Bay Area indie artist Tony Molina has always had either foot in two worlds, which is perhaps the only obvious observation one might make about him. He maintains deep ties to the punk and hardcore scenes in which he cut his teeth, having played with bands like Healer, Caged Animal, and Bone Sickness in the past. He evades definition, however, in that his solo work is audibly a far cry from these genres. He pens earnest power-pop ballads with soaring guitar solos and melancholic lyrics about lost love and forgotten friendships, more akin to Weezer or The Replacements than the powerviolence and hardcore sounds of his other projects.

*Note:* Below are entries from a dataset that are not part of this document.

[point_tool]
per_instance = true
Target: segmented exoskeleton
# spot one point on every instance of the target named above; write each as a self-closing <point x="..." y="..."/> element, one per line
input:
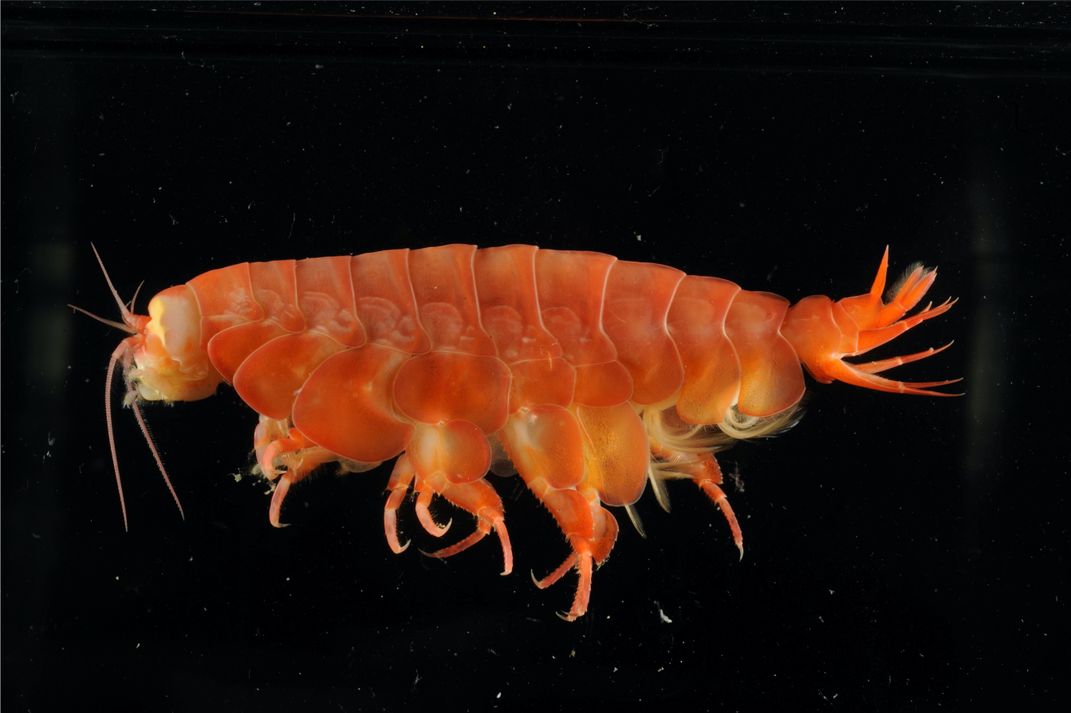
<point x="590" y="376"/>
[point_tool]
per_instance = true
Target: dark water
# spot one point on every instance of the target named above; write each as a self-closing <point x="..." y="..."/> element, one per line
<point x="903" y="552"/>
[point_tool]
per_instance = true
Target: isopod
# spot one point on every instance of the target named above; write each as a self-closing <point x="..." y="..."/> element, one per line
<point x="588" y="376"/>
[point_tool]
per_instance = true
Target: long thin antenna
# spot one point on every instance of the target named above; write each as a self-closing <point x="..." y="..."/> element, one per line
<point x="155" y="453"/>
<point x="120" y="352"/>
<point x="127" y="317"/>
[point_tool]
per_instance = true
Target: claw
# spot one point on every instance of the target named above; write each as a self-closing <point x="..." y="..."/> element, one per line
<point x="483" y="527"/>
<point x="276" y="501"/>
<point x="584" y="563"/>
<point x="424" y="515"/>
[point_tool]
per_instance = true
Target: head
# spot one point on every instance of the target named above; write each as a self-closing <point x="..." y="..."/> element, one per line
<point x="162" y="359"/>
<point x="824" y="332"/>
<point x="169" y="363"/>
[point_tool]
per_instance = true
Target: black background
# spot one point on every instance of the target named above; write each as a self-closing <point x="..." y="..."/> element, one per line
<point x="903" y="554"/>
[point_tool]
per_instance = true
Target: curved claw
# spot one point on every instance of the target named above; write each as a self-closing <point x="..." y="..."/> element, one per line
<point x="276" y="501"/>
<point x="391" y="531"/>
<point x="585" y="564"/>
<point x="424" y="515"/>
<point x="478" y="534"/>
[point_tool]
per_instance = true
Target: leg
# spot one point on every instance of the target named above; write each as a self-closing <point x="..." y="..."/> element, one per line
<point x="483" y="502"/>
<point x="276" y="446"/>
<point x="703" y="469"/>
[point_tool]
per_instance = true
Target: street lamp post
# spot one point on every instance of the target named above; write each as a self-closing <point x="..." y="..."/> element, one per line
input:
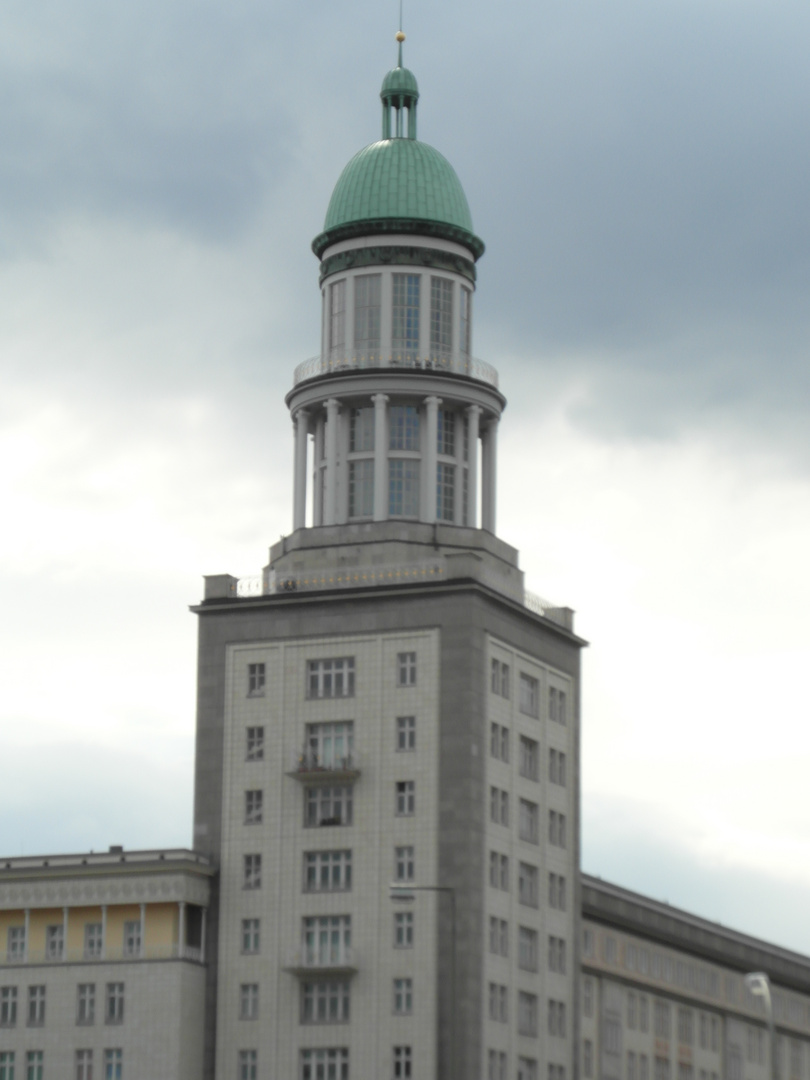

His latest release is a rarities collection put out by Smoking Room Records Friday, July 19, entitled Songs From San Mateo County. Over the years, Molina has lessened the vocal distortion and heavy reverb of previous releases for a cleaner sound, but has held onto the tender lyricism, cheeky guitar riffs and short song lengths – each track clocks in at under two minutes. The tracks on this collection are for the most part unheard until now, unable to be streamed and only available on analog cassette releases: “Where’d You Go,” “Not The Way To Be,” “Can’t Find My Way” and “Separate Ways” all appeared on 2014 cassette West Bay Grease, and “I’m Not Down” appeared on 2008 recording Embarrassing Times, both put out on Molina’s own Bay Area label 650 Tapes.
Molina wishes we’d all stop talking about how short his songs are, saying in an interview years ago that he was “sick of that shit,” but it’s hard not to. It’s the greatest, and most plainly apparent, evidence of his hardcore roots. And it makes sense, in that hardcore music is more about the emotiveness of the sound than the content itself – the searing, fast instrumentals and the screamed, oftentimes dark but incoherent lyrics are ephemeral in time but strong in message. They are supposed to feel a certain way: angry, anxious, disillusioned. Molina takes this stylistic device and applies it to these wistful songs to create a different type of feeling but a feeling all the same, one of nostalgia and longing. It doesn’t matter that he trades songs among releases, because it’s about the big picture. The collection is bookended with an instrumental intro and outro; the intro gears us up with a power-pop riff while the outro melts into a twinkling surf rock ditty, the end credits of a heartfelt movie, music you ride off into the sunset to. As a unit, all fourteen tracks contribute to a fifteen-minute whole of a sentiment, or even the memory of a sentiment, rather than units in and of themselves. These songs are evergreen, containing emotion so universal as to mean the same thing in 2008 as in 2019, albeit evoked by different circumstances. After all, on track “Been Here Before,” Molina observes: “The more I change, the more I stay the same.”